Describe your neighbors.
There are our legacy residents: those who have been here, our seniors. But there also are a lot of 30- to 40-year-old couples with kids. The demographic has changed. There are some streets where you can actually say Black is the minority and whites are the majority. There’s a lot of walking with babies, and bike riders are huge over here now. The other trend that I’ve seen over this way, too, is a lot of singles. You’ve got a mixture of a little bit of everything.

You mentioned that other family members left the neighborhood. Why didn’t you?
There was a time when I thought I would leave. Then I got involved in the community. Right now, I chair the NPU-T, which oversees neighborhoods in the area like the West End, the AUC [Atlanta University Center], Westview, Ashview Heights, Beecher, and Donnelly. That community involvement has kept me here. Now I am able to oversee a lot of the changes that are happening in the area. There’s the new food hall that just opened at Lee + White. To have been here when those things weren’t here, and to not only see them come but to be a part of [them coming], has kind of kept me here. My sister’s like, “I want to come back, so you can’t leave!”

What excites you most about the West End’s future?
The continued growth and the continued development. Being on the inside, from the NPU perspective, knowing what’s coming and what’s being developed is exciting. Quite frankly, there were years when you didn’t have a nice place to walk, or you didn’t have some place that you could go in your area to eat. What I would like to see more of, and I never thought I’d say this, is affordable housing in this area. People who work at Lee + White should be able to live over here, too.

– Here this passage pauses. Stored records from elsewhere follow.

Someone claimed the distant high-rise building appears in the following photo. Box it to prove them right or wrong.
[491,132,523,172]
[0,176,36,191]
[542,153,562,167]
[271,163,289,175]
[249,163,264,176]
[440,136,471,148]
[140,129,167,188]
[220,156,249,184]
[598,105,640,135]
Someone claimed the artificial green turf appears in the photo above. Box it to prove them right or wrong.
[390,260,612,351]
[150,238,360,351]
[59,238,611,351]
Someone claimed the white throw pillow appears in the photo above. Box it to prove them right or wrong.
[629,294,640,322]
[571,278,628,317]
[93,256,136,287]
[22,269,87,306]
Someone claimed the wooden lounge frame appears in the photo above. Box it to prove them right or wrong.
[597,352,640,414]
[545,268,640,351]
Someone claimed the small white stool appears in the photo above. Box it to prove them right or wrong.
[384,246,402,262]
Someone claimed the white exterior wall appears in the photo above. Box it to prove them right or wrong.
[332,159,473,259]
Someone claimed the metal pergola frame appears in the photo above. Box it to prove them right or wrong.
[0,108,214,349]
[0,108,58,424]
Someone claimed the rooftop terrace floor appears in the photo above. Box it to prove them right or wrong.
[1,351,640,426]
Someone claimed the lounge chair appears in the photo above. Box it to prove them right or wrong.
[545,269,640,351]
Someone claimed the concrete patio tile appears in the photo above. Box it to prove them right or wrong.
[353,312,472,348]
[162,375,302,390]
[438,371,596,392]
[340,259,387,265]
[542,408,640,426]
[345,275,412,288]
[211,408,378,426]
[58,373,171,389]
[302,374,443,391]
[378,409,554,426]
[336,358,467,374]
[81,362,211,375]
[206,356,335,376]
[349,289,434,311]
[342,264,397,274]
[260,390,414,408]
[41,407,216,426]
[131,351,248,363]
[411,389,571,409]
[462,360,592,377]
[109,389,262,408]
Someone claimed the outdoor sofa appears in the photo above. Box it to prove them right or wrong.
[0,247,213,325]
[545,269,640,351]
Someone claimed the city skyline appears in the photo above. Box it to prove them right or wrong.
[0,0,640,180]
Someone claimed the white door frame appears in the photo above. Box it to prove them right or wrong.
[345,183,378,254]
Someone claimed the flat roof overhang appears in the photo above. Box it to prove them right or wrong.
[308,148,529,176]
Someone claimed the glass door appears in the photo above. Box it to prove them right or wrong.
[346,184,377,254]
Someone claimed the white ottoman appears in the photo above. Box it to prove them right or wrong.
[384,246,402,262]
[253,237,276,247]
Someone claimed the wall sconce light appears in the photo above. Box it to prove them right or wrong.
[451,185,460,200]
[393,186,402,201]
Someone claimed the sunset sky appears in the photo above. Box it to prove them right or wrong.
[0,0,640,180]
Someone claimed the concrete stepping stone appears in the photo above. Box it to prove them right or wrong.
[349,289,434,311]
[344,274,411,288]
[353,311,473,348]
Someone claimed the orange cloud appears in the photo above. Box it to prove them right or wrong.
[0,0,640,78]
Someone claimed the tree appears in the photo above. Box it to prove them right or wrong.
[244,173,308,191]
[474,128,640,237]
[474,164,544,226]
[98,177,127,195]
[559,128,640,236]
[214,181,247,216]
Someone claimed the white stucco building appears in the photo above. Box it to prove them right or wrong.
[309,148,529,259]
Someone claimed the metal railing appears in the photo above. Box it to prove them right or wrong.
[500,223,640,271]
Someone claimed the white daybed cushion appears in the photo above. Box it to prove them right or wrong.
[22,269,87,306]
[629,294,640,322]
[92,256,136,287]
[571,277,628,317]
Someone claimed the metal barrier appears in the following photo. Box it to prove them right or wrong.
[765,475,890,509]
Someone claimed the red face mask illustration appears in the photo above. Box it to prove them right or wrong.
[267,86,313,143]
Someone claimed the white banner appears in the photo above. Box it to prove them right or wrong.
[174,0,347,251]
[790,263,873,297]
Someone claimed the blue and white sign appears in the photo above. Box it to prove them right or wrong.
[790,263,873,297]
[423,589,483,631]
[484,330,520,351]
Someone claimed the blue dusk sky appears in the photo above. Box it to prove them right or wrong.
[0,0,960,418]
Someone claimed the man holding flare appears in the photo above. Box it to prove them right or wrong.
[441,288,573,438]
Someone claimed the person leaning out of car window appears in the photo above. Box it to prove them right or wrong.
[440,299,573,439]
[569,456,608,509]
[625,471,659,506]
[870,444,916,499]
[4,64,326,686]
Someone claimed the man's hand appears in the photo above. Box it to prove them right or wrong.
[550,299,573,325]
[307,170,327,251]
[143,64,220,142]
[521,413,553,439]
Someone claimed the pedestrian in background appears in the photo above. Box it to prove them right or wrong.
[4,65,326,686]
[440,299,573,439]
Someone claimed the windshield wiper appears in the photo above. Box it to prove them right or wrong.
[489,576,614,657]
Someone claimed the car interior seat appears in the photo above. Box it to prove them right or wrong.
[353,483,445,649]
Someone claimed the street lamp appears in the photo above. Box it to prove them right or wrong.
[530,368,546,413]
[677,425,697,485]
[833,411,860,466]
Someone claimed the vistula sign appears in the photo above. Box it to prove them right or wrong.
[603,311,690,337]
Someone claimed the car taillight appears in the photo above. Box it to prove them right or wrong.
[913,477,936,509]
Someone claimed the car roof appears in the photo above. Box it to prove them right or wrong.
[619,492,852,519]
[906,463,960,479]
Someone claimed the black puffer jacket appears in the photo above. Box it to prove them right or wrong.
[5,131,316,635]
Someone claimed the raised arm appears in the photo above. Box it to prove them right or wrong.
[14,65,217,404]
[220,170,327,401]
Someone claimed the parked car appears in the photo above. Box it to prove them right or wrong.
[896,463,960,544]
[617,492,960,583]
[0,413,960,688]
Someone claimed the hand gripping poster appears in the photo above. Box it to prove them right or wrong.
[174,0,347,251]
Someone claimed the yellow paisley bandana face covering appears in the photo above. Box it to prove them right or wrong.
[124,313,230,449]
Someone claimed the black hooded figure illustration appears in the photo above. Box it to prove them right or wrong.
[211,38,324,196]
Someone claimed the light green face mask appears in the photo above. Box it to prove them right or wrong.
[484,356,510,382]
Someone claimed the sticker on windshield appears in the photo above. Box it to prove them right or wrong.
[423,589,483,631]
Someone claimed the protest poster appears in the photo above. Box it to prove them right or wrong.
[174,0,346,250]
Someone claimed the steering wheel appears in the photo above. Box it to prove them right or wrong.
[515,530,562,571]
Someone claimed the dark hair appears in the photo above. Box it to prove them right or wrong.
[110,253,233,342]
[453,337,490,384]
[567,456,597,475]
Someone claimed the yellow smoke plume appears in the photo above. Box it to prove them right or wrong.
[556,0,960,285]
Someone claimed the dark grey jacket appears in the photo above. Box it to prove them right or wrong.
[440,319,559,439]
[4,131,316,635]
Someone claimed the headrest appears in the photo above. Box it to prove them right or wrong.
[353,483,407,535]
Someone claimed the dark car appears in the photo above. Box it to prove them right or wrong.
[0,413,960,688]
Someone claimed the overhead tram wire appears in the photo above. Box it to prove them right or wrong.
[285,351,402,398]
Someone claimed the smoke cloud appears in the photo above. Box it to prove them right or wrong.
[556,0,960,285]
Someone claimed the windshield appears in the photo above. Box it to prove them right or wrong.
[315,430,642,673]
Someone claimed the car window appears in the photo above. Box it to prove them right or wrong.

Does the neighborhood have any fun traditions or events?
Halloween is huge—they go all out for the kids. Every Christmas, there’s an annual Christmas party that’s held by West End Neighborhood Development. And every September, we get to experience a little bit of Chastain Park in the West End. There’s the Candlelight Concert in the back of the Wren’s Nest. There’s this huge garden. The tables are set up with all these white cloths, and there’s a lawn area. It sells out.

What’s within walking distance of your house?
Two places I love to go every week are Dendera Cosmetic Studio and Pathway Christian Church. There’s YG Urban Cafe. And then, right by the Krispy Kreme, there’s [the cafe] UniTea. There are a lot of small businesses that have opened up. Most of them are African American–owned. They’re also very involved in the community.

What’s going on with the Mall West End’s future?
The Prusik Group was the last developer. The head of that was Andrew Katz. We, as community leaders, actually thought they were the best developers that we had seen come through that area in a very long time. First of all, the mall is overpriced. Then you’ve got all of the structural [challenges], from the plumbing and all. So, it makes it very difficult for developers to come in and be able to absorb all those costs without getting some funding from the city. I think Andrew and his team did everything humanly possible that they could to try to make that deal happen. And it just did not happen. Now we’ve gotten word from the mall co-owner, Charles Taylor, that he does not want to sell it.


Atlantans share why they love their neighborhoods
The Poer Family, of Roswell

Photograph by Ben Rollins

Roswell

The Poer Family: Lexi (34), content creator; Jordan (39), vice president of enterprise software sales; Kennedy (7); and Adeline (5)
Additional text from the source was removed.